1
votes

I want to print the programming languages in file1 that appears in file2, its corresponding line number in file2 and the complete line of file2.

file1 is like this:

Ruby
Visual Basic
Objective-C
C
R
C++
Basic

file2 is like this:

5. ab cde fg Java hij kl
2. ab PHP dddf llf 
4. cde fg z o Objective-C oode
8. a12b cde JavaScript kdk
6. ab99r cde Visual Basic llso dkd
1. lkd dsk Ruby kksdk
3. Python dsdls
9. CSS dkdsk
4. Jdjdj C Jjd Kkd
12. Iiii Jjd R Hhd
5. Jjjff C++ jdjejd
7. Jfjfjdoo Uueye Basic Jje Tasdk

I´d like to get this output:

 6|Ruby|1. lkd dsk Ruby kksdk
 5|Visual Basic|6. ab99r cde Visual Basic llsodkd            
 3|Objective-C|4. cde fg z o Objective-C oode
 9|C|4. Jdjdj C Jjd Kkd  
 10|R|12. Iiii Jjd R Hhd 
 11|C++|5. Jjjff C++ jdjejd
 12|Basic|7. Jfjfjdoo Uueye Basic Jje Tasdk 

where 6,5 and 3 are the line number where "Ruby", "Visual Basic" and "Objective-C" appears within file2.

I've tried so far with the code below, but this code works only if file 2 has a list of exact matches when comparing with file1.

awk 'NR == FNR{a[$0];next} ($0 in a)' file1 file2

In this case the programming languages in file2 have some text before and after and I'm stuck in how to get the output i want.
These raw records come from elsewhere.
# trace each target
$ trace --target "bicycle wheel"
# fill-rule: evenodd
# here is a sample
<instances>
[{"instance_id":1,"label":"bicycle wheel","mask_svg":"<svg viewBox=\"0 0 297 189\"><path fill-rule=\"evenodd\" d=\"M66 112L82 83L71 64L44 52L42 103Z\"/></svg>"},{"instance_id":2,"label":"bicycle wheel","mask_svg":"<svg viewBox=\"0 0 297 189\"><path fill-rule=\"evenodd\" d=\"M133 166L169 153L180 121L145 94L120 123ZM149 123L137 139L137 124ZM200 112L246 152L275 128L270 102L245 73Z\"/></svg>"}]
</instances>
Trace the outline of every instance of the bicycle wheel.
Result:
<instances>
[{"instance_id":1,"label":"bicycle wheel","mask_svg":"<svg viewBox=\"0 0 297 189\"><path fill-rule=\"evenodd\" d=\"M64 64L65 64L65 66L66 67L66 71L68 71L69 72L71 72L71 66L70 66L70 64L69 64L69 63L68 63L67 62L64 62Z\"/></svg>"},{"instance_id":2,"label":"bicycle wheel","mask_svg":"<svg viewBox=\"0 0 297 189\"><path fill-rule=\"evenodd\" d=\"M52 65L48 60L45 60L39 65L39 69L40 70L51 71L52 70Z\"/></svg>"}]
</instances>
Thanks in advance for any help.

2
As test cases you should include C and C++ in file1 to verify that the programming languages are being treated as full strings, not partial strings or regexps, and you should include lines in file2 that contain multiple programming languages to make sure the script doesn't just find one. Also add just Basic to file1 and show what the expected output should be if file1 contains both Basic and Visual BasicEd Morton
@EdMorton Thanks so much for your suggestion to add C, C++ and Basic. I also included R in both files and Ravinder's code it prints correctly for all except for Basic, since it printing the lines which appears Visual Basic and Basic itself. For Basic should print only lines where Basic appears not Visual BasicGer Cas
You're welcome. You should add the cases mentioned to the example in your question, though, not just to the files on your desktop.Ed Morton
@EdMorton I've edited file1, file2 and output. Thanks for your suggestionsGer Cas

2 Answers

3
votes

Could you please try following(changed index use in code as per @Ed Morton sir's suggestions).

awk -v OFS='|' '
FNR==NR{
  a[$0]
  next
}
{
  for(i in a){
     if(index(" "$0" "," "i" ")){
         print FNR,i,$0
     }
  }
}
'  Input_file1  Input_file2 | sort -t'|' -nr

Output will be as follows.

6|Ruby|1. lkd dsk Ruby kksdk
5|Visual Basic|6. ab99r cde Visual Basic llso dkd
3|Objective-C|4. cde fg z o Objective-C oode

Explanation: Adding explanation for above code now.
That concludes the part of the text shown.